Partnering with the Center for Appalachian Studies, Tom Hansell’s graduate seminar, Sustainability and the Arts in Appalachia (AS5065), and New River Conservancy (NRC) to showcase the headwaters of the New River in the northwestern corner of North Carolina, the Turchin Center for the Visual Arts supports both the mission of the NRC and Appalachian State University’s commitment to an engaged campus culture inspired by the ideal of sustainable communities. The New River Conservancy believes that clean water, healthy land and empowered people benefit the surrounding communities by creating a watershed where people want to live, work and play.

The title for the installation, Collective Vigilance: Speaking for the New River, comes from the NRC’s website where they lay out their strategic priorities:

  • To Share & Foster Research
  • To Educate & Inspire People to Act
  • To Protect & Restore the River and its Tributaries

Participating artists

  • Joshua White
  • Maggie Flannigan
  • Carl Galie
  • Patricia Beaver
  • Joni Ray
  • Keith Bryant
  • Tom Hansell

The exhibition coordinators have invited regional artists who are working on various projects about the New River to participate in the exhibition.

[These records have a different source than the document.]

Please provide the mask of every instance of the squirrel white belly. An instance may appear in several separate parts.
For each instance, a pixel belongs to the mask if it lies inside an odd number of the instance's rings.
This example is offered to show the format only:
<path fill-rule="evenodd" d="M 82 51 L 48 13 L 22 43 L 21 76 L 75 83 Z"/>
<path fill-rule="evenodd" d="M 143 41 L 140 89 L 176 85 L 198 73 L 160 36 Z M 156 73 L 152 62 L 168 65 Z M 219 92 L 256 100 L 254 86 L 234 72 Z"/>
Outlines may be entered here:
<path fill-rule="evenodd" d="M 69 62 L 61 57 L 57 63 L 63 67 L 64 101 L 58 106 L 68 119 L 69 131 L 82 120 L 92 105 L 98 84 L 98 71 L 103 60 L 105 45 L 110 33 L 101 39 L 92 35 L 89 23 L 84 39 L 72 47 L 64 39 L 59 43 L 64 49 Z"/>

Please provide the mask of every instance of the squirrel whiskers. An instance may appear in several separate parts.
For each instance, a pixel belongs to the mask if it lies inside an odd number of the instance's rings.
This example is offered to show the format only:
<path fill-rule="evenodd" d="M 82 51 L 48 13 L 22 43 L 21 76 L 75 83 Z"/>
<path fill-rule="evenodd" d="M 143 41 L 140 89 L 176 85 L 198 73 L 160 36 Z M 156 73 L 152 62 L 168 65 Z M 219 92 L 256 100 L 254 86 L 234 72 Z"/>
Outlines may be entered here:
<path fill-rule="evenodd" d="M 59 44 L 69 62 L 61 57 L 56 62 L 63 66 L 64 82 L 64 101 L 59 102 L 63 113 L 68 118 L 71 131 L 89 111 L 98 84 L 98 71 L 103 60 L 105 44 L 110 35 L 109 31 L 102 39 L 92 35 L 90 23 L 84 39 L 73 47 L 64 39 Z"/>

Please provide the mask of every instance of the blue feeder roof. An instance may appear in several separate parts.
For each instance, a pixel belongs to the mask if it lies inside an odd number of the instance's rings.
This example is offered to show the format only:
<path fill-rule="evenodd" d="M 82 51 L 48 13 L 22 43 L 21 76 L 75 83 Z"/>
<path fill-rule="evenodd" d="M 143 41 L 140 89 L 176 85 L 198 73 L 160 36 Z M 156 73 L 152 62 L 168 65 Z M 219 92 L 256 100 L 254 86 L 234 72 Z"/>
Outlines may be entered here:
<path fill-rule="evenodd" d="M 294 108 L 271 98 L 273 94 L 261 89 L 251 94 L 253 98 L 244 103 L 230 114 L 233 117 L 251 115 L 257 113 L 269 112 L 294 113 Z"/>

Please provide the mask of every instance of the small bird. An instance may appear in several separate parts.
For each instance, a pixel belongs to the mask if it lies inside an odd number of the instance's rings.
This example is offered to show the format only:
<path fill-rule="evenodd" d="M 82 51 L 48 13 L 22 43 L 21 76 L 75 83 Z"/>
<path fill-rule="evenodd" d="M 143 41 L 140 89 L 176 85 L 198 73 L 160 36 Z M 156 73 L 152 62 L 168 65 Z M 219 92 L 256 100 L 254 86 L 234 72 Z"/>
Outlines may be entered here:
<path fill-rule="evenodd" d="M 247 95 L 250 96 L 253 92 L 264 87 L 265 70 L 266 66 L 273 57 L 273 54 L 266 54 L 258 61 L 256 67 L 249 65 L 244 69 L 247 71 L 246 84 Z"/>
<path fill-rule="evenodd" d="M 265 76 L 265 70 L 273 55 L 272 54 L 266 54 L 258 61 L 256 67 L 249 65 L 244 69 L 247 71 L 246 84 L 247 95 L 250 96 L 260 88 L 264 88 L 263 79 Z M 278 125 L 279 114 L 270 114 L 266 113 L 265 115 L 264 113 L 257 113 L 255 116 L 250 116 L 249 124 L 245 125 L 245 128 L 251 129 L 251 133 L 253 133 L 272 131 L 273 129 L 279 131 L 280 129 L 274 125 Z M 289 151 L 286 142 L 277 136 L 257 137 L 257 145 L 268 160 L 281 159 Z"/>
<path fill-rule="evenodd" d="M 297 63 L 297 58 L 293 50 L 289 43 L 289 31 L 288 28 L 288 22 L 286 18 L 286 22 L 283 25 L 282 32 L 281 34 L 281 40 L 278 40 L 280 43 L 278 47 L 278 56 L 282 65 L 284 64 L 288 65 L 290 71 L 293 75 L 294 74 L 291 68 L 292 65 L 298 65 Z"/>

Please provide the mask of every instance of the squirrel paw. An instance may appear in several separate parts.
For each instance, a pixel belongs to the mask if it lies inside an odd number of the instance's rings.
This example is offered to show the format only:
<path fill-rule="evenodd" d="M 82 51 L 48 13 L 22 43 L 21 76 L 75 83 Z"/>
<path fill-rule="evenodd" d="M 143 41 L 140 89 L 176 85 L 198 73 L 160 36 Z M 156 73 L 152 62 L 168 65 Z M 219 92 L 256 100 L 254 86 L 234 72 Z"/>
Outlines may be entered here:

Winston-Salem photographer Carl Galie has been working with the NRC since 1995 to document their activities. Boone photographers Joshua White and Maggie Flanigan received a Sustainability in the Arts grant through the Sustainability Council at Appalachian State University to document the people who live, work, and play along the New River. They have spent the past two years interviewing and photographing those closest to the river. Each of these photographers will show selections of their New River artwork in the gallery. Appalachian State University graduate, Joni Ray has a BA in Sustainable Development, and is currently the Gallery Director at the Florence Thomas Art School in West Jefferson. She is committed to community and environmental art in the High Country. Ray will be developing murals for the exhibition that highlight the flora and fauna of the New River. Following the exhibition, the murals will be available to travel to area schools and NRC meetings. Retired Appalachian Studies professor and noted author Patricia Beaver has hand-drawn maps of the headwaters and the ECHO communities will be featured in the gallery. Documentary filmmaker and Assistant Professor at Appalachian, Tom Hansell will contribute color underwater macro-photographs that will illuminate the gallery from the windows creating a stained-glass dappled effect in sunlight. An additional component of the exhibition is a weekend on the river (May 5 – 7, 2017) with a site-specific installation along the river—another opportunity for community engagement that extends the reach of the exhibition. Charlotte sculptor Keith Bryant will install 365 ceramic globes along the banks of the New at the 221 Access. Weekend camping will be encouraged and talks are being planned with park rangers and other community nonprofit leaders to discuss environmental issues currently facing the New River.

Community Partners

The Turchin Center will continue to strengthen the relationships with our community partners by bringing them into the gallery in various ways; at the same time, the exhibition will encourage all visitors to the Turchin Center to get involved with one or more of our partners and to go back out into the community and onto the river with more information and a deeper commitment to preserving this important natural and cultural resource that flows through North Carolina, Virginia, and West Virginia.